Different expression languages are available, such as Data Analysis Expressions in Power BI and Qlik sense expression syntax (QLik script & Set Analysis). Each has its forte and differences based on syntax, ability, and performance.
Moving from the point of syntax and structure, DAX in Power BI is a little more structured and bears a functional resemblance to Excel formulas. It does row-wise calculations and aggregations over relationships. Qlik Sense affords its expression more flexibility with dynamic aggregation in filtering through its unique design of combining Set Analysis for filtering and Load Script for pre-aggregating data, albeit requiring an entirely different state of mind compared to DAX, which works out of table-wise operations.

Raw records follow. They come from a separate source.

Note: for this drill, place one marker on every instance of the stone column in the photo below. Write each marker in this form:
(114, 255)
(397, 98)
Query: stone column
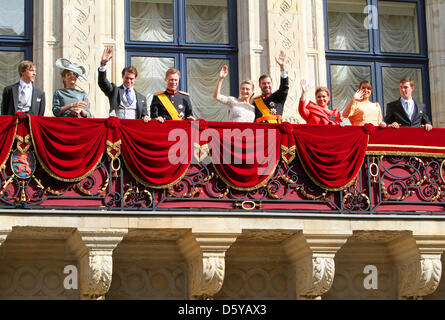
(435, 25)
(419, 266)
(205, 255)
(94, 249)
(4, 232)
(312, 257)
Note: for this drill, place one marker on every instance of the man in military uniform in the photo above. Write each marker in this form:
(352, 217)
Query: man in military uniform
(269, 106)
(171, 104)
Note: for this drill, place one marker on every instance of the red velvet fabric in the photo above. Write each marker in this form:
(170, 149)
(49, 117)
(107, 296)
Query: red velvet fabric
(245, 155)
(405, 140)
(331, 155)
(314, 114)
(149, 155)
(69, 148)
(7, 134)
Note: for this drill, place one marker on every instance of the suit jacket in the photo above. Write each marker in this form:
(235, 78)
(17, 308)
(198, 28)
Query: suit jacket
(276, 100)
(180, 100)
(115, 95)
(11, 97)
(396, 113)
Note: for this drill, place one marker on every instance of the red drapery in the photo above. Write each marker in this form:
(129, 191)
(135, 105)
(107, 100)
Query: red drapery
(7, 133)
(244, 155)
(331, 155)
(407, 141)
(156, 154)
(69, 149)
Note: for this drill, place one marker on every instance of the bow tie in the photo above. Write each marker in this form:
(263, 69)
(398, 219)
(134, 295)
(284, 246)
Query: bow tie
(171, 91)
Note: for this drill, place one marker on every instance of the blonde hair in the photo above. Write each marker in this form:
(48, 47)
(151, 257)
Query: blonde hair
(172, 71)
(25, 65)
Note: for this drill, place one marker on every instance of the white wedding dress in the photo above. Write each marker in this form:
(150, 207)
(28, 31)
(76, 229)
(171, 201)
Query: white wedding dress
(238, 111)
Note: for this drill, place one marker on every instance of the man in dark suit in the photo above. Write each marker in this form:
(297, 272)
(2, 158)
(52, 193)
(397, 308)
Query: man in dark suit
(406, 111)
(125, 101)
(24, 96)
(269, 106)
(171, 104)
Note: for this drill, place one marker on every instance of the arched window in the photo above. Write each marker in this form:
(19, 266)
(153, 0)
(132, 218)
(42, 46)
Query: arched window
(15, 38)
(377, 40)
(196, 37)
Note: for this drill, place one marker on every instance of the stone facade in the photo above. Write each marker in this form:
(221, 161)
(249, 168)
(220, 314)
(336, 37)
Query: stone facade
(222, 257)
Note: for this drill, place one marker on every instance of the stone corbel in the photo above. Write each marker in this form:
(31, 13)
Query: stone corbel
(93, 250)
(418, 261)
(312, 256)
(4, 234)
(205, 256)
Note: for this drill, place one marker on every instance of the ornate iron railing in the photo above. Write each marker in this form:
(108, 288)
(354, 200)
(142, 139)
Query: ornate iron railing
(385, 185)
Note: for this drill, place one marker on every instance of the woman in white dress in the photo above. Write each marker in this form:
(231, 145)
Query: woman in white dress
(240, 110)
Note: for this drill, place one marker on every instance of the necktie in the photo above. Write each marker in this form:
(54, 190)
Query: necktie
(127, 95)
(408, 110)
(22, 97)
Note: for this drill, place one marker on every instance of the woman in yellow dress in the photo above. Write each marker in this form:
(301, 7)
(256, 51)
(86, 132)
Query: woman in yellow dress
(360, 110)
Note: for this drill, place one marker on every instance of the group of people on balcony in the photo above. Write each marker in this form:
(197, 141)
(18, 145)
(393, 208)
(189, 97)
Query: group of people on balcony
(127, 103)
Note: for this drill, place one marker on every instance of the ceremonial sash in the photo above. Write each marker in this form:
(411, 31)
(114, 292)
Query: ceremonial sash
(264, 109)
(169, 106)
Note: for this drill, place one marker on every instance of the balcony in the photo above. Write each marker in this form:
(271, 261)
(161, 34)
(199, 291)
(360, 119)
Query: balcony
(208, 210)
(396, 178)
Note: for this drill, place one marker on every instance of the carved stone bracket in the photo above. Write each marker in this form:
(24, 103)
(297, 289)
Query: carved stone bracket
(4, 234)
(205, 255)
(418, 261)
(94, 249)
(312, 256)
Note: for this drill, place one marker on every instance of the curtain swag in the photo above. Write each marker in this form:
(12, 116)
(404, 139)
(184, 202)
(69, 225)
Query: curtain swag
(244, 155)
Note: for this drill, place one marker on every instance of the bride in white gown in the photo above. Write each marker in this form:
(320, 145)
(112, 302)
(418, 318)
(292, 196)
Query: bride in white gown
(240, 110)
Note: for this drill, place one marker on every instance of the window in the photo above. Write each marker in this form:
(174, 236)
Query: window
(377, 40)
(15, 38)
(196, 37)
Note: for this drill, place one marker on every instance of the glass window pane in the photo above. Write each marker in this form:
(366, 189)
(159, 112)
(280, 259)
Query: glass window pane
(202, 75)
(151, 20)
(398, 27)
(344, 83)
(391, 83)
(151, 74)
(9, 63)
(207, 21)
(346, 25)
(12, 18)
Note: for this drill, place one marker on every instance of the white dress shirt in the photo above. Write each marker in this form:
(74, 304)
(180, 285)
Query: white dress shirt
(408, 105)
(24, 96)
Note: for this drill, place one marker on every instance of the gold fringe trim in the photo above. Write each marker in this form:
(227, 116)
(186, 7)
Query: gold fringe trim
(113, 147)
(260, 185)
(288, 151)
(321, 185)
(53, 174)
(165, 186)
(404, 153)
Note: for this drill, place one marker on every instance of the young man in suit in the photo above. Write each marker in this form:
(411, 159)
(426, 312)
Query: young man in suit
(269, 106)
(125, 101)
(171, 104)
(24, 96)
(406, 111)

How the models handle data: Power BI relational models have tables with relationships, and the DAX calculations depend on contexts most of the time. Qlik Sense is an associative model where all fields associate with one another dynamically so that the user can interact with the data without having to define relationships in explicit terms, which inherently makes cross-table aggregations more intuitive.
By performance and flexibility aspect, DAX has a very high calculation performance but may get tricky with many-to-many relationships and context transition issues. Qlik Sense, however, performs faster in-memory data processing; hence, it becomes useful for larger-scale exploratory analysis, although advanced Set Analysis can have steep learning curves for the new ones.
To summarize, Power BI's DAX suits more structured reporting needs, while Qlik Sense expressions and its associative model provide much more flexibility in ad hoc analysis.